To tell the truth, she didn’t know. But she was willing to find out, Finn having proved himself a far better man than her ex-husband.

A far better man that most, I’ll warrant.

Just then, Finn’s palm pilot began to vibrate loudly against the bureau.

‘I programmed it to alert me when the Benz left the garage.’ Finn picked up the device and scrolled through the menus. A few seconds later, he turned the display screen so that she could see the tracking map. ‘Uhlemann’s headed this way. Time to do the Hustle.’

59

Mont de la Lune, The Languedoc

2315 hours

I’ve just found the Lapis Exillis! The Stone in Exile.

The Grail!

Astounded, Cædmon stared at the gold pyramid-shaped object cached inside the limestone aumbry.
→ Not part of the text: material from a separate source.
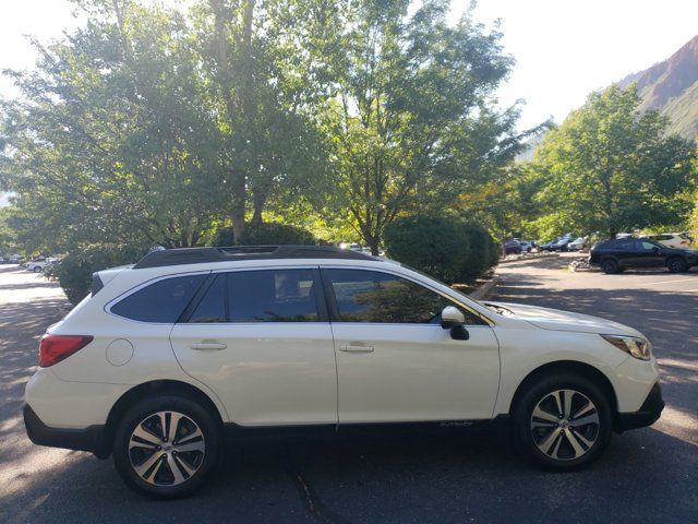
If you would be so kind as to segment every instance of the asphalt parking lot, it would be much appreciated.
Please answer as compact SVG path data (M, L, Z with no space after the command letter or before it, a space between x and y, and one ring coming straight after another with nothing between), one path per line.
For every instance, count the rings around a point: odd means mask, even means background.
M38 337L65 312L55 284L0 266L0 521L664 522L698 521L698 270L569 273L565 259L502 265L497 299L606 317L654 343L667 407L614 437L592 467L551 474L491 432L265 439L231 450L215 481L174 502L130 491L110 461L33 445L21 418Z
‘First an Isis idol and now this,’ he marvelled, flabbergasted that the Grail of legend was actually the Benben stone, one of ancient Egypt’s most sacred relics. To have unearthed the artefact in Egypt would have been noteworthy. To find it in the south of France was mind-boggling.

Bending at the waist, he peered more closely, able to see that there were hieroglyphs carved around the base of the stone.

‘ “I come from the Earth to meet the star,” ’ he translated, the ‘star’ in question undoubtedly Sirius, the celestial abode of Isis.

Bracing both hands around the pyramidal stone, Cædmon carefully removed it from the niche and placed it on the altar. Roughly the size of a kettle, it was surprisingly heavy, weighing at least seven pounds.

‘Yellow, glittering, precious gold.’

But unlike the gilded Isis figurine, the Grail wasn’t fashioned from thinly hammered gold applied to bronze. Instead, the pyramidal stone had actually been electroplated ! A technology that supposedly didn’t exist prior to the year 1800 when Alessandro Volta engineered the first electric cell battery.

And because it was gold-plated, he had no idea what comprised the core substance. Was it a stone? A crystal? A fallen meteorite? Whatever it was, the very fact that it had been electroplated proved that the Egyptians knew how to produce electricity.

What else did they know how to do? he wondered as he stared contemplatively at the Grail, still in a state of confused awe.

My God! It’s the bloody Benben stone!